Titolo: Le serenate del Ciclone
Autore: Romana Petri
Editore: Neri Pozza
Pagine: 590
Prezzo: 18 €
Il mio voto: 3 piume
Trama
I libri sui padri sono sempre una resa dei conti col morto che, in quanto tale, non parla. Non così questo libro, per metà puro romanzo e per l'altra metà memoir familiare, che parte invece dal giorno in cui il futuro padre nasce e ne reinventa la storia. Romana Petri racconta così i sessantatré anni di vita di un uomo, dal 1922 al 1985, ma anche quelli italiani, dal fascismo alla guerra alla ricostruzione al boom economico e oltre. C'è l'infanzia nell'Italia rurale nella campagna vicino a Perugia, e poi l'adolescenza condivisa con una banda di scavezzacollo in quella città allora poco più grande di un paese, tra serenate notturne al balcone della bella di turno ed esuberanti scazzottate coi soldati alleati giunti dopo la liberazione. E poi c'è una Roma carica di promesse, in anni in cui nessuna meta è preclusa: il benessere, le auto sportive, le villeggiature, le conquiste amorose, un successo che pare senza limiti. Infine, la realtà che cancella l'illusione di non poter mai più tornare indietro: la caduta, le crisi, le difficoltà da cui riemergere con la tenacia degli anni formativi. Mario Petri detto "Ciclone" è un padre ingombrante. È grande e grosso ma capace di coltivare una sua fine sensibilità. Ha l'animo di un cavaliere antico, e il suo futuro sarà quello di un uomo di spettacolo nato per vestire i panni di personaggi eroici tanto nell'opera lirica quanto nel cinema. Intorno a Mario e Lena e ai figli nati dal loro grande amore s'incontrano tanti personaggi famosi...
La recensione
Le serenate del Ciclone è l’ultimo romanzo di Romana Petri, già autrice di diverse storie pubblicate precedentemente da Longanesi, e direttrice della casa editrice Cavallo di Ferro (di cui non riesco a raccogliere notizie, non so è fallita o esiste ancora).

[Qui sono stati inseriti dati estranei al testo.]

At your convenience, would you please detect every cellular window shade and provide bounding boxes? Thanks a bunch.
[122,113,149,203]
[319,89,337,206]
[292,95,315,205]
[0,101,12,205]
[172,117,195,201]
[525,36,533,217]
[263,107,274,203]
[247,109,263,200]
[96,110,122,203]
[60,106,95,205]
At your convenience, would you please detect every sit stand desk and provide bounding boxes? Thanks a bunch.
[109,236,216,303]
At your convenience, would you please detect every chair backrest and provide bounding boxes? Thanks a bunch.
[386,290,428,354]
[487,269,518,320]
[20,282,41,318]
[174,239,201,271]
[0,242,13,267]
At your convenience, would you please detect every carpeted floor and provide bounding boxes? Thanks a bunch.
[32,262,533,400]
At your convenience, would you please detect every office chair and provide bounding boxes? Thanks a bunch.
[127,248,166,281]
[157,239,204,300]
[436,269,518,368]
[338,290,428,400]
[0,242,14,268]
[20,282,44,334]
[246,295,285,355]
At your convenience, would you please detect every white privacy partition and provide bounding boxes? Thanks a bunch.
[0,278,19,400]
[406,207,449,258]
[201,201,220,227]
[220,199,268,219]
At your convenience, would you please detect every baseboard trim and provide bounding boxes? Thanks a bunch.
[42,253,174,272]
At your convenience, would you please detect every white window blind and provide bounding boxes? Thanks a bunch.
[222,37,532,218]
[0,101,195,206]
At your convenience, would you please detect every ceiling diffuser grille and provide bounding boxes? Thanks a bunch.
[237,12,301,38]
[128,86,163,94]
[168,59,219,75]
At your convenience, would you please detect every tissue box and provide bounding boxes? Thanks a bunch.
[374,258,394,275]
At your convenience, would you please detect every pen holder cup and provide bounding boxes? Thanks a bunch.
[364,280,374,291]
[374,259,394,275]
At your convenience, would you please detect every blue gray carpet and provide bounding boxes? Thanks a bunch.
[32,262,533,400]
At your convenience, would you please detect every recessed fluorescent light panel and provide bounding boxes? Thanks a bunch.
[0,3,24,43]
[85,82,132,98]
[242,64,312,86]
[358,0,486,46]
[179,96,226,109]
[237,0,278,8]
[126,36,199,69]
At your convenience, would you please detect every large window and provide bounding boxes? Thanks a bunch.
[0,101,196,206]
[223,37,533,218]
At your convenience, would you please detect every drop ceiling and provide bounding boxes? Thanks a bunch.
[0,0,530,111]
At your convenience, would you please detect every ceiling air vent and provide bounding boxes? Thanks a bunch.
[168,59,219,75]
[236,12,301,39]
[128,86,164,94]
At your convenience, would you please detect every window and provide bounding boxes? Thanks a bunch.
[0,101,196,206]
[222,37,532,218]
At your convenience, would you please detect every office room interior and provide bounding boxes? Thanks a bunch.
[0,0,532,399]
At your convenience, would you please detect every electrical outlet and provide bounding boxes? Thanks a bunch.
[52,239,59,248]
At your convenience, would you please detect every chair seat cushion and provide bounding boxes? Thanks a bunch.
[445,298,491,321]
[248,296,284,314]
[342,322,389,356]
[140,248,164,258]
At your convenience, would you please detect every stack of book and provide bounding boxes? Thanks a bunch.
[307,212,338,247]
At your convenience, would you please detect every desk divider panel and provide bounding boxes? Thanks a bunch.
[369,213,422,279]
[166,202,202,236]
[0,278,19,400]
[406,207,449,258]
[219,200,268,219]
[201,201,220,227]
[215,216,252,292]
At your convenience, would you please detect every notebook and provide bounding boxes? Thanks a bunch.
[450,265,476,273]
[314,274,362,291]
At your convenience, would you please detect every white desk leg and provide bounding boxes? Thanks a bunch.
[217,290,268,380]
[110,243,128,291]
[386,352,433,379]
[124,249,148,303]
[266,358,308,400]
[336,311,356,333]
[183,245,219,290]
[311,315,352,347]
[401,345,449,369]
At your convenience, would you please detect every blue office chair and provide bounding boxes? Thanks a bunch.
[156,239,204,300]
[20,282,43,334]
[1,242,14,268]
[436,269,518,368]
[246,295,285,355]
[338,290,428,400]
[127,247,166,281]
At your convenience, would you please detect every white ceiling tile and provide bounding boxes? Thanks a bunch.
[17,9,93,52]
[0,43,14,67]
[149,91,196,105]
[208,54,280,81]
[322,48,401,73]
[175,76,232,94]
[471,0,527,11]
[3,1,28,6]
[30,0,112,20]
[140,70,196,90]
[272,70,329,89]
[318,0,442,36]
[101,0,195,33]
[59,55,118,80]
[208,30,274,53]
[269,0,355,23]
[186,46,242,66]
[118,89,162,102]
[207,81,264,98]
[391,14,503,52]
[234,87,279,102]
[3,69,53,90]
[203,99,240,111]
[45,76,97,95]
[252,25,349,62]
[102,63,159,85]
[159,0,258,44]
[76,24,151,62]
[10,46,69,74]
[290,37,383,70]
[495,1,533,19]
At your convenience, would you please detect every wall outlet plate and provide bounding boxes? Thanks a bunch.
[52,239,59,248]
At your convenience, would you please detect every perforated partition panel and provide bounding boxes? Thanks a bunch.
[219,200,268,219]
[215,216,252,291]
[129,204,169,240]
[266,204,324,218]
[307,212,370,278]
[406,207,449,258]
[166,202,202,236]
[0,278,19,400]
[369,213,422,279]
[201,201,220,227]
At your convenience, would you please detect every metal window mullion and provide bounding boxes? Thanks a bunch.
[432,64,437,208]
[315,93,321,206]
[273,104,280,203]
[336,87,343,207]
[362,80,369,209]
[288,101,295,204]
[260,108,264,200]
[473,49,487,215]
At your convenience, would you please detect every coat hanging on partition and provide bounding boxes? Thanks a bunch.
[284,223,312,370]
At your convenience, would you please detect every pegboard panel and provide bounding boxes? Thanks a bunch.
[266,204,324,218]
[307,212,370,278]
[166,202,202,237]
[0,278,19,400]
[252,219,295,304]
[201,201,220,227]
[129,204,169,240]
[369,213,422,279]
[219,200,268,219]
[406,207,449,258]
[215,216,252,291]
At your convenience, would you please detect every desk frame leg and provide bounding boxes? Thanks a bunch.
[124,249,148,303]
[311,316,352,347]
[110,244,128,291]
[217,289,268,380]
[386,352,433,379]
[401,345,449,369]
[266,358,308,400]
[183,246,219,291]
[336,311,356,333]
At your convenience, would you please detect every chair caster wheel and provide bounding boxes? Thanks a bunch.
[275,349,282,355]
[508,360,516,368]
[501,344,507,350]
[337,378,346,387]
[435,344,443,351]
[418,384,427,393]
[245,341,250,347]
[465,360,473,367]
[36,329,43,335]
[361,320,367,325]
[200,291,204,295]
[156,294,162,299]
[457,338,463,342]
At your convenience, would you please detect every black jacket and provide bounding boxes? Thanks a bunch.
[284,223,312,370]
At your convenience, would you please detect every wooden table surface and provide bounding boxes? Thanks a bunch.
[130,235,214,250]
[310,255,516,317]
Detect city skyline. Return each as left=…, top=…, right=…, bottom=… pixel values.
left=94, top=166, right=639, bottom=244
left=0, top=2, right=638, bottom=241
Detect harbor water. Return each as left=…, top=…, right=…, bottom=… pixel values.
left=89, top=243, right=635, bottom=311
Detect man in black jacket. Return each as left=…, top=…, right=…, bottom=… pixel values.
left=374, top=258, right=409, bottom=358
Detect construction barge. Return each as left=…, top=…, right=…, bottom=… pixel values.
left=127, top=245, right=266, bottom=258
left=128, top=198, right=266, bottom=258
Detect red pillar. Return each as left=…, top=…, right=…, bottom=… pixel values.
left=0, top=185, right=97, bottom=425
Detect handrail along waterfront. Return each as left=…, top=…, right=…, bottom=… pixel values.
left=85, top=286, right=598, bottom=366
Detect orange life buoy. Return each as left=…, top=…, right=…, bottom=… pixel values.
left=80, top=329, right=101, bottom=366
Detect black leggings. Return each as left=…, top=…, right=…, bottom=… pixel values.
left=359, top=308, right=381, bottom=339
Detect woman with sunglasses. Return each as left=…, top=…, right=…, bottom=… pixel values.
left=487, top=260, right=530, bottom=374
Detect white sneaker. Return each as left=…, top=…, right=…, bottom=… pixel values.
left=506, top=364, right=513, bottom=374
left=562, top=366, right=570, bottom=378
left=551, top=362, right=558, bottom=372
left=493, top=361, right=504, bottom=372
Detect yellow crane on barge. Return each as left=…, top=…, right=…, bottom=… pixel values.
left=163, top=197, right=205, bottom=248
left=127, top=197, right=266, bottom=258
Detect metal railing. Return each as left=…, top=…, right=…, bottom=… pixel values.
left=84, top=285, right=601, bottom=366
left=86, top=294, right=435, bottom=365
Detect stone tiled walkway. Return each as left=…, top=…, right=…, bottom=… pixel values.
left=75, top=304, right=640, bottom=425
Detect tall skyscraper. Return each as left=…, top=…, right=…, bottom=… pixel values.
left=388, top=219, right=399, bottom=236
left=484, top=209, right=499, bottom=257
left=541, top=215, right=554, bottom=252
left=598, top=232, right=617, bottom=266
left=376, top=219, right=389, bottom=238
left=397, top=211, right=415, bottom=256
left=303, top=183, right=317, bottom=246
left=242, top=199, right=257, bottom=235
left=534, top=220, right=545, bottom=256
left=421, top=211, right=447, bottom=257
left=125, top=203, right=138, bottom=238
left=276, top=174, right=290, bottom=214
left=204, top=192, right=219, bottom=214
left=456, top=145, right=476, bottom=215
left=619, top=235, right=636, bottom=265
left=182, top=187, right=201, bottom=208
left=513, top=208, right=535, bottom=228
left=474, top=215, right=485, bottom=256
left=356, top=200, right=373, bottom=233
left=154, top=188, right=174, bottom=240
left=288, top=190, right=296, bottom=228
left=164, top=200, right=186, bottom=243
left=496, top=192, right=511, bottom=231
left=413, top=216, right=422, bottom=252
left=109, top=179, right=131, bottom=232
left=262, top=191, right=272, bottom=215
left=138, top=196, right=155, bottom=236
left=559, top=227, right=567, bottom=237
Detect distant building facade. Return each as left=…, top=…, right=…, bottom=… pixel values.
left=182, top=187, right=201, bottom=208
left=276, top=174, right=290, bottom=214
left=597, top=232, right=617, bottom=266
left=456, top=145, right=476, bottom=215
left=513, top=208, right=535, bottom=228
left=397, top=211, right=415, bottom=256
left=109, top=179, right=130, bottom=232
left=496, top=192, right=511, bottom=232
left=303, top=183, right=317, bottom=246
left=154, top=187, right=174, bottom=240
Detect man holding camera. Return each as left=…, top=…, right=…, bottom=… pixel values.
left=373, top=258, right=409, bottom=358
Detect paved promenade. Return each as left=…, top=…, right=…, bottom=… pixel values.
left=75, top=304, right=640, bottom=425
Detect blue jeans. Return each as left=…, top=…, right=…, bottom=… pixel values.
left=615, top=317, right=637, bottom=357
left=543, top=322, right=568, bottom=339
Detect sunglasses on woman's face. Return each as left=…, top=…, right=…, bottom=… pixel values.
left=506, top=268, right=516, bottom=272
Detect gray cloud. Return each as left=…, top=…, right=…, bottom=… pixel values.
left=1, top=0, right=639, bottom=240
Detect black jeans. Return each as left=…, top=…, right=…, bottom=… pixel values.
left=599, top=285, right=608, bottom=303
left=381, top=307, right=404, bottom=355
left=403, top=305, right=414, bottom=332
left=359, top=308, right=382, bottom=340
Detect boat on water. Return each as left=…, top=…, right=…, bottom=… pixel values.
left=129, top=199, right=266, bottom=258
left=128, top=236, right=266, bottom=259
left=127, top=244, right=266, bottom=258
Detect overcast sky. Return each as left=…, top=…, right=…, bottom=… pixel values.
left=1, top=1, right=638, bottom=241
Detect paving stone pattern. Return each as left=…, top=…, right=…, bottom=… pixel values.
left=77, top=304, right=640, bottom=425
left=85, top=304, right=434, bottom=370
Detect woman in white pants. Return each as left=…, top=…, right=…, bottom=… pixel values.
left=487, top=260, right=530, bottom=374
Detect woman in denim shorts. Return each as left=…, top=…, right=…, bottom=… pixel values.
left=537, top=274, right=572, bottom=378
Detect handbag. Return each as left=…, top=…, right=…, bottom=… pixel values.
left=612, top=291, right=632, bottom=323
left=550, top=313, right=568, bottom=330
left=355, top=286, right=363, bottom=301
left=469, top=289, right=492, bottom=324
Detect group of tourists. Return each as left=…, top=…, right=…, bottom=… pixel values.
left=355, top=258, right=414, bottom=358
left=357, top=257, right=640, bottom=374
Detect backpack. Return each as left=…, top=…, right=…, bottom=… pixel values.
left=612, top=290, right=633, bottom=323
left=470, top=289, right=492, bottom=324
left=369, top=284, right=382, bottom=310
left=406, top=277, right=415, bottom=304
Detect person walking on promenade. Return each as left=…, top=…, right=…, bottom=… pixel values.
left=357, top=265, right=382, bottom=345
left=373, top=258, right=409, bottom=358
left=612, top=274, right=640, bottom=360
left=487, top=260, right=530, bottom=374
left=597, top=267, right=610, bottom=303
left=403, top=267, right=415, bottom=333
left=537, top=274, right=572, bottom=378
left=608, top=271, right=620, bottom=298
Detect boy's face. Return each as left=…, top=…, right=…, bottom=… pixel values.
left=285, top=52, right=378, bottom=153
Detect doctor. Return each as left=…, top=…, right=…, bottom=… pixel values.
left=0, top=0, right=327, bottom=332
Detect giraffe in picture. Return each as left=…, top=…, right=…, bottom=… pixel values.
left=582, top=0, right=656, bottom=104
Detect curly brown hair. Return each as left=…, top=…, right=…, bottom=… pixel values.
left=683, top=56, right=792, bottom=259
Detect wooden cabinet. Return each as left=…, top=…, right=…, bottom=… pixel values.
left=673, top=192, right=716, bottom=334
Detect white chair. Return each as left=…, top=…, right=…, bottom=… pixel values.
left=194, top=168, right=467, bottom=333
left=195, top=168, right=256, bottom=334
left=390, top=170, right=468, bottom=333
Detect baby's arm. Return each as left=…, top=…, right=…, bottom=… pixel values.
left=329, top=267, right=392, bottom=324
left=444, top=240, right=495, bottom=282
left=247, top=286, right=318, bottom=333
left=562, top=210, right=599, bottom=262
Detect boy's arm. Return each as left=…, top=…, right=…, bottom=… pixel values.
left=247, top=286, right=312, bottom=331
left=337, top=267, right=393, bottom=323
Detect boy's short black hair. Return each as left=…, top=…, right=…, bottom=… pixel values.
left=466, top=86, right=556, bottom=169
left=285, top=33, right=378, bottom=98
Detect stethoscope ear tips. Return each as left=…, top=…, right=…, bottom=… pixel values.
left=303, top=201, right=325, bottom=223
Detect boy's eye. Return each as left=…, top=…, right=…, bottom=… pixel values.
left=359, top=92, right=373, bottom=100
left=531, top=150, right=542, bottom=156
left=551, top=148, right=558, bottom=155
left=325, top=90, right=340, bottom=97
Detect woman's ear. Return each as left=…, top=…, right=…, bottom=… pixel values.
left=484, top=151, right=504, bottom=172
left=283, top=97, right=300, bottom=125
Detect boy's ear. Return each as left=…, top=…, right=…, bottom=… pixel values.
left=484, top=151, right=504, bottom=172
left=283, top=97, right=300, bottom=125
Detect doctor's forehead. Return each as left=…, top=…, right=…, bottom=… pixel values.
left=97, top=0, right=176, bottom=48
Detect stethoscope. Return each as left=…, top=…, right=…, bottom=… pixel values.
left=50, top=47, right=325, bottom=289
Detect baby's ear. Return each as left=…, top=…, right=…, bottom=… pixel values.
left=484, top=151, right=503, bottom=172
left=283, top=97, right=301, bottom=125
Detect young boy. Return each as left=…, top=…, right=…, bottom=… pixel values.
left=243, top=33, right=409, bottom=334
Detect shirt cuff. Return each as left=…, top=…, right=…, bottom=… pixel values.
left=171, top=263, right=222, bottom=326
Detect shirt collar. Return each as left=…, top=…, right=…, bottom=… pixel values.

Non avevo mai letto nulla di Romana Petri e dopo aver conosciuto la sua scrittura credo che leggerò altri suoi lavori perché credo che sia un’autrice molto brava a raccontare storie. Certamente lo è stata nel raccontare la storia di suo padre, Mario Petri, ne Le serenate del Ciclone.
Mario Pezzetta, in arte Mario Petri è stato cantante lirico, attore teatrale e cinematografico, padre e marito ingombrante. Figlio di Terzilia, donna buona e dal cuore d’oro e Attilio, padre violento e alcolista, Mario nasce in Umbria e passa la sua infanzia e giovinezza tra Perugia e Cenerente, paese d’origine della madre.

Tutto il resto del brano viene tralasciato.